L'appuntamento, organizzato
dal Centro di Azione
Liturgica e della Conferenza
Episcopale Abruzzese Molisana,
richiamerà in città
circa 1500 di pellegrini
da tutte le diocesi della
Penisola.
La Perdonanza è entrata
nel vivo nel pomeriggio
di giovedì 28 agosto,
con l'apertura della Porta
Santa, a cura del cardinale
Giovanni Coppa, Nunzio
Apostolico emerito della
Repubblica Ceca. Prima del
rito religioso, la Bolla
del Perdono universale del
Pontefice è stata
letta dal sindaco Massimo
Cialente.
Una delle caratteristiche
di questo Giubileo, infatti,
sta nel fatto che è
la Municipalità a
indire la celebrazione detta
della Perdonanza. Questo
perché Papa Celestino
V, poco prima delle dimissioni
(fatto pressoché
unico nella Chiesa), donò
la Bolla alla città,
affinché la custodisse.
Il prezioso documento, restaurato
per la prima volta dieci
anni fa, è conservato
nella stanza blindata della
torre del palazzo comunale
e viene fatto uscire solo
ogni 28 agosto (l'indulgenza
è infatti annuale)
per essere portato a Collemaggio,
per poi essere riconsegnato
alla Municipalità
il giorno successivo.
Al corteo che ha preceduto
l'apertura della Porta Santa
erano presenti l'ambasciatore
del Niger, Mireille Ausseil,
insieme ad Ela Gandhi
- nipote del Mahatma
- una delle protagoniste
di questa 714^ edizione.
Presente anche il sottosegretario
al ministero del Lavoro,
Eugenia Maria Roccella,
in rappresentanza del Governo.
In testa al corteo ha sfilato
la fanfara dell'Esercito
dei Granatieri di Sardegna.
Di seguito, i rappresentanti
istituzionali e i gonfaloni
degli enti locali. A questo
punto, sono partiti i gruppi
storici (Arcieri Virtus
Sagittae, Sbandieratori
città dell'Aquila,
Uomini d'Arme e gruppo
storico di Ocre),
con i costumi rinascimentali
e i costumi medievali. Hanno
sfilato anche i rappresentanti
dei aquilani (San Pietro,
Santa Giusta, San Marciano
e Santa Maria Paganica)
insieme alla Dama della
Croce, Maria Elena Cosenza.
In coda al Corteo, la Dama
della Bolla, Giorgia
Ballestrazzi, e il Giovin
Signore, Riccardo De
Luca, con il sindaco
Cialente.

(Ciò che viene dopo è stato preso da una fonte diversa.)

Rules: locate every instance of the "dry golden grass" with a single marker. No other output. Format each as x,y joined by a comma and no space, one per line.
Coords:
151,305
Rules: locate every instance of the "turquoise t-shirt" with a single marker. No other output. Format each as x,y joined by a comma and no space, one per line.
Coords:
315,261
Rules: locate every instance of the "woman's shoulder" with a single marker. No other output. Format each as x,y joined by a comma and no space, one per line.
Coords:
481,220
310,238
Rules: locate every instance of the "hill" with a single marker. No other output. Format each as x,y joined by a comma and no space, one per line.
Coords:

Il corteo è
stato chiuso dai Carabinieri
in moto in alta uniforme.
La Porta Santa della Basilica
di Collemaggio è
stata chiusa venerdì
29 - giorno della decollazione
di San Giovanni Battista
- dall'arcivescovo dell'Aquila,
Giuseppe Molinari, al termine
della Santa Messa delle
18.
La Bolla del Perdono è
rientrata al Comune con
il corteo storico di chiusura.
Fabio Iuliano
(addetto stampa del Comitato
Perdonanza)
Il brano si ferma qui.